The weapon in the attic was a surprise.
Emily Luong and her husband, Tony, knew they were in for some unexpected and likely unwelcome discoveries when they bought the century-old home in Arlington, foregoing the inspection and agreeing to pay $76,000 more than the asking price.
It was in disrepair, with original single-glazed windows and fabric-wrapped wiring, asbestos, and mice in the basement. The back yard had standing water and the stove didn’t work.
Then, after moving in last year, they found a 1940s shotgun that had gone unnoticed by previous owners for decades.
“We walked in and were like, ‘OK, we love this house and we think there’s potential because it needs to be gutted,'” Emily Luong said. “It was just shitty enough that a lot of people didn’t want it.”

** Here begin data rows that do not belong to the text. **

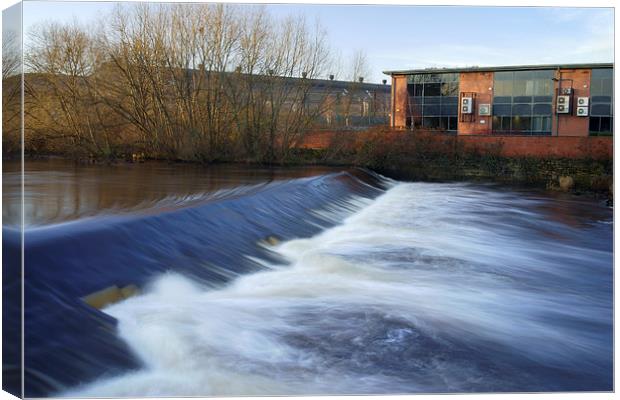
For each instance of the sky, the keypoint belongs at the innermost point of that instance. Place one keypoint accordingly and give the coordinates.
(407, 37)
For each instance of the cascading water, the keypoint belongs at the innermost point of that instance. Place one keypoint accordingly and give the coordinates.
(376, 287)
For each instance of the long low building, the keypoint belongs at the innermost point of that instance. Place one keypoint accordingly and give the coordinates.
(558, 100)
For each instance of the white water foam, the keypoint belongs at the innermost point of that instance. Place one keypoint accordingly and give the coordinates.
(417, 262)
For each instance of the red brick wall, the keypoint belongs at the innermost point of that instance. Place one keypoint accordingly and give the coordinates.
(600, 148)
(482, 84)
(400, 96)
(571, 125)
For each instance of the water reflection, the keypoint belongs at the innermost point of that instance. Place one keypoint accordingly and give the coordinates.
(59, 190)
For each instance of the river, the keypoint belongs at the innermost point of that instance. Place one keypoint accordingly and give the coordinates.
(373, 285)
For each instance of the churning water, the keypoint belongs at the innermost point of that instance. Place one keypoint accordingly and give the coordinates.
(376, 287)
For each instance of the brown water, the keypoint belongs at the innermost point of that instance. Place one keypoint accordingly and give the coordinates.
(57, 190)
(376, 286)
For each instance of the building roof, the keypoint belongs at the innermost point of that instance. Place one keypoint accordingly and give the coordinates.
(501, 68)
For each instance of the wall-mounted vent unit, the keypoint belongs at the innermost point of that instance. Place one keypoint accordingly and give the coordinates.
(562, 105)
(484, 109)
(583, 101)
(582, 111)
(467, 105)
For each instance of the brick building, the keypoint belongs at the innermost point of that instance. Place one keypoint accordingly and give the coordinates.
(551, 100)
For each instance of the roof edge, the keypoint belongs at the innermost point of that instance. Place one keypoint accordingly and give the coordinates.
(498, 68)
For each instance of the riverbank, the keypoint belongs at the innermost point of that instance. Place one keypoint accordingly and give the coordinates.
(410, 161)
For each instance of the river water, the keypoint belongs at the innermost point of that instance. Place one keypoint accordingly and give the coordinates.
(373, 286)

Pressures on the Massachusetts housing market, long marked by tight inventory and steadily rising prices, have escalated to a frantic point. Buyers are paying an exorbitant amount for what would be considered a rejection under normal circumstances. The Luongs, outbid in six attempts for other homes, ended up paying $825,000 for what is essentially a full rehabilitation.
For many buyers, measures that were once unthinkable, such as waiving inspections or mortgage contingencies, are now commonplace. Prices have hit record highs — the typical Greater Boston single-family home now routinely topping $750,000 — and the intense demand that erupted after the early COVID-19 lockdowns hasn’t slowed.